Postdoc Jorine Eeftens said that the Brangwynne lab used to use microscope mounted lasers to make condensates, but that only let them focus on a few cells at a time. The LEDA array allows them to activate many cells at once, greatly improving throughput in the lab. “We use it routinely, every day. We love working with it, the [LEDA] array allows us to use lots of cells, and then fix them for study. It’s our high throughput system.”
Biomolecular Condensates and Teleopto at the Woods Hole Physiology Course
The Woods Hole Marine Biology Laboratory discovery courses are intense, full-immersion summer courses for graduate students and postdocs. Students brainstorm, design and carry out their own projects – which frequently lead to publications. Ten years ago during a course led by Anthony Hyman and Brangwynne, then a postdoc in the Hyman lab, a project showed that P-granules behave like oil droplets when shearing forces are applied. The initial result from the Woods Hole class was followed up by Hyman and Brangwynne at Max Planck Institute, leading to a publication for both the students and the instructors. The paper shows that p-granule behavior follows the classic rules of phase separation and hinted at how this process could be involved in many more aspects of cellular behavior than previously thought3.
Coming full circle, this past summer Prof. Brangwynne and his postdocs led one of the Woods Hole course rotations and focused on the role of condensates in the nucleolus.

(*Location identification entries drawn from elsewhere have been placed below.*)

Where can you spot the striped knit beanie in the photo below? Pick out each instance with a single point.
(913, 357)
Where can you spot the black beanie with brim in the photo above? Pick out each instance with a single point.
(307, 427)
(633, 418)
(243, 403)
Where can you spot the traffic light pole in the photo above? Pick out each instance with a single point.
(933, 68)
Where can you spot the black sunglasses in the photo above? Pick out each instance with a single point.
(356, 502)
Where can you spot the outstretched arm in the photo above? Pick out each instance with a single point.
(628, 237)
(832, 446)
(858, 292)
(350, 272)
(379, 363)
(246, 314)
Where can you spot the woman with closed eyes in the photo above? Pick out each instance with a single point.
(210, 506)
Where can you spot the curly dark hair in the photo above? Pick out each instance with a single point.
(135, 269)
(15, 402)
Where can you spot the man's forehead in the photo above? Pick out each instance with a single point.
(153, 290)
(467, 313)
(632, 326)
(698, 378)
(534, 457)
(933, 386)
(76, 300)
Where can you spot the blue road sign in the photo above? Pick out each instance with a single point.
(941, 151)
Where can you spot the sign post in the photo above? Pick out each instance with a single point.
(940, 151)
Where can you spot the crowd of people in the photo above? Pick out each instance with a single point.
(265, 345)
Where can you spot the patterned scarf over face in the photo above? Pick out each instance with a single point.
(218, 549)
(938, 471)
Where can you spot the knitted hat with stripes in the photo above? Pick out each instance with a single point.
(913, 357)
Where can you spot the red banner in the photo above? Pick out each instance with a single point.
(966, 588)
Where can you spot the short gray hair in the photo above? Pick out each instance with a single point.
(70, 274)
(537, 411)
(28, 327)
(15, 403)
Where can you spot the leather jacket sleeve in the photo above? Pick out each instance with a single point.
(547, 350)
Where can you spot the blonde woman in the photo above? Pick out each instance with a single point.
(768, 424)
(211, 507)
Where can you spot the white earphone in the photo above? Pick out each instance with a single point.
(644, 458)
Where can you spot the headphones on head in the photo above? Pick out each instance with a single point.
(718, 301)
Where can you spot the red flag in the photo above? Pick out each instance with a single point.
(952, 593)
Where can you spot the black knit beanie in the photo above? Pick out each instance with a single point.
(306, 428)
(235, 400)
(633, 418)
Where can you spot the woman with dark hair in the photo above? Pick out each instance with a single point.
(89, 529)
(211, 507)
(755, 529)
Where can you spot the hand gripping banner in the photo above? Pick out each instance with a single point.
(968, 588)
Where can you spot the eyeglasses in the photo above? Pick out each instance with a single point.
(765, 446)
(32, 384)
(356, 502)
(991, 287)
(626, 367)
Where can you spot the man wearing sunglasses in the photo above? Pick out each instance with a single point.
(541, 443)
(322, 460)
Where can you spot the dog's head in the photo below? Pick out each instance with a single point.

They brought a LEDA array so that students could form optoDroplets in incubators during the class.
You can learn more about optoDroplets at the Brangwynne website.
Teleopto LED arrays are also being used in the development of new optogenetic switches, cardiovascular and nervous system developmental biology, ophthalmology, and photobiochemistry.
(1) Taslimi, A., Vrana, J. D., Chen, D., Borinskaya, S., Mayer, B. J., Kennedy, M. J., & Tucker, C. L. (2014). An optimized optogenetic clustering tool for probing protein interaction and function. Nature communications, 5, 4925.
(2) Zhu, L., Richardson, T. M., Wacheul, L., Wei, M. T., Feric, M., Whitney, G., … & Brangwynne, C. P. (2019). Controlling the material properties and rRNA processing function of the nucleolus using light. Proceedings of the National Academy of Sciences, 116(35), 17330-17335.
(3)Brangwynne, C. P., Eckmann, C. R., Courson, D. S., Rybarska, A., Hoege, C., Gharakhani, J., … & Hyman, A. A. (2009). Germline P granules are liquid droplets that localize by controlled dissolution/condensation. Science, 324(5935), 1729-1732.